The report adds: “The Home Office should create a clear, publicly argued framework for the collection and use of SOCMINT, based on the existing Regulation of Investigatory Powers Act (RIPA). The police will sometimes need to access social media for intelligence work, in a variety of intrusive and non-intrusive ways. But as it stands, the legal basis for SOCMINT is not clear. The collection and use of intelligence from social media must be placed on a firm regulatory basis.”
The study suggests four types of SOCMINT, the first of which being open source: intelligence collected from open, publicly available sources where no private information is collected about an individual, (unless the user would have no expectation of privacy), and the methods of collection do not involve deception or interception.
The second category, directed surveillance SOCMINT, will see authorisation be required to gather private information about a person is taken from a public domain where there is a reasonable expectation of privacy. This step would see a detailed profile of the interests, views, and behaviour of a single named individual being built from openly available sources.
Covert human intelligence sources SOCMINT, the third category, will see police a relationship with a person for the covert purpose of obtaining information about them, including creation of fake social media accounts to join closed groups or chat rooms.
The fourth and final category, Intercept or intrusive covert surveillance SOCMINT, will require a warrant from the Secretary of State; and would include accessing direct messages on social media, as well as use of a crawler, spider, scraper, or another automated system to breach a robot.txt restriction in order to access data from a server without the permission of that server.
The report does warn: “However, digital freedom and liberty are increasingly important for citizens, and some aspects of policing work are not amenable to the norms and mores of social media.
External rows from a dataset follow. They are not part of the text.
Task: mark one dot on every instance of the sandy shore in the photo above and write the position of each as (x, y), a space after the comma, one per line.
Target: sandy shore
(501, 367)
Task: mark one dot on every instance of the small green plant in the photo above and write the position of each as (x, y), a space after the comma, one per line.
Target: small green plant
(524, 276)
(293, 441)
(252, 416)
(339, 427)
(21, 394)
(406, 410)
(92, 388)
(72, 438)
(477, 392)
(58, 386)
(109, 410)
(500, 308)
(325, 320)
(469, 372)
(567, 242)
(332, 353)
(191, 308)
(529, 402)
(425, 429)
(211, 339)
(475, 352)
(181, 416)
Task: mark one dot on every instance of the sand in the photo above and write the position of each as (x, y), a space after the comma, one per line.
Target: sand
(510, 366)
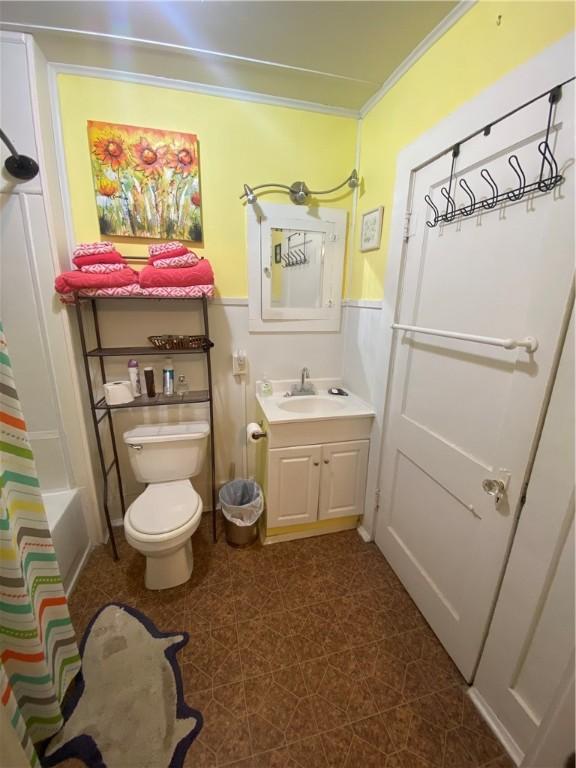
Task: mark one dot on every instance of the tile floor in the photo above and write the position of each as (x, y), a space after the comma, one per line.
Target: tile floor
(307, 654)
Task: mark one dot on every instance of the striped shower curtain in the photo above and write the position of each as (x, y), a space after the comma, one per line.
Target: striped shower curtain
(38, 651)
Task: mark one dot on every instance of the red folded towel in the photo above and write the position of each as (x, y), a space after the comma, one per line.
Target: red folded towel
(168, 249)
(76, 280)
(201, 274)
(89, 249)
(168, 254)
(109, 257)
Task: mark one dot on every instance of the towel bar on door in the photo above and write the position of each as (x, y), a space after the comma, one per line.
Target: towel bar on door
(530, 344)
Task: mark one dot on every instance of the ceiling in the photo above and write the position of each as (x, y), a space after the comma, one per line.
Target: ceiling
(332, 53)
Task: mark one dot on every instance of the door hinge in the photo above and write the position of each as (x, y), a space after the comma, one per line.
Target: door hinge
(407, 232)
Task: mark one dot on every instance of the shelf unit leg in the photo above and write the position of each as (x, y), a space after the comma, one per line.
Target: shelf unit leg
(212, 431)
(110, 420)
(96, 427)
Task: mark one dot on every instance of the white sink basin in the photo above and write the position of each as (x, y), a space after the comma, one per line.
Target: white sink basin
(312, 404)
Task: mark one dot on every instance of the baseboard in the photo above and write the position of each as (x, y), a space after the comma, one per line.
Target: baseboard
(496, 725)
(364, 535)
(292, 536)
(78, 569)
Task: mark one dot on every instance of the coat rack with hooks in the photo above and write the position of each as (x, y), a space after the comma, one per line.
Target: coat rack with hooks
(549, 176)
(296, 254)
We therefore recommend that the police proceed with care.
“They should not underestimate the potentially transformative power of social media to their work, nor underestimate the legitimate concerns citizens have about misuse.
“Public attitudes towards data sovereignty and privacy (even on open platforms) change quickly, and there is a reputational risk if law enforcement agencies are seen to be ‘snooping’ online.”
The Demos report hails the success of social media use by the police during the 2011 riots, where police uploaded photos to a Flickr Stream and a dedicated website that compiled images of people thought to be involved in looting, leading to over 700 arrests, and 167 people being charged.
Greater Manchester Police used Twitter to name and shame those convicted of the riots in August 2011.
Demos suggested that each constabulary should have a single dedicated, operational lead for social media to integrate the various applications.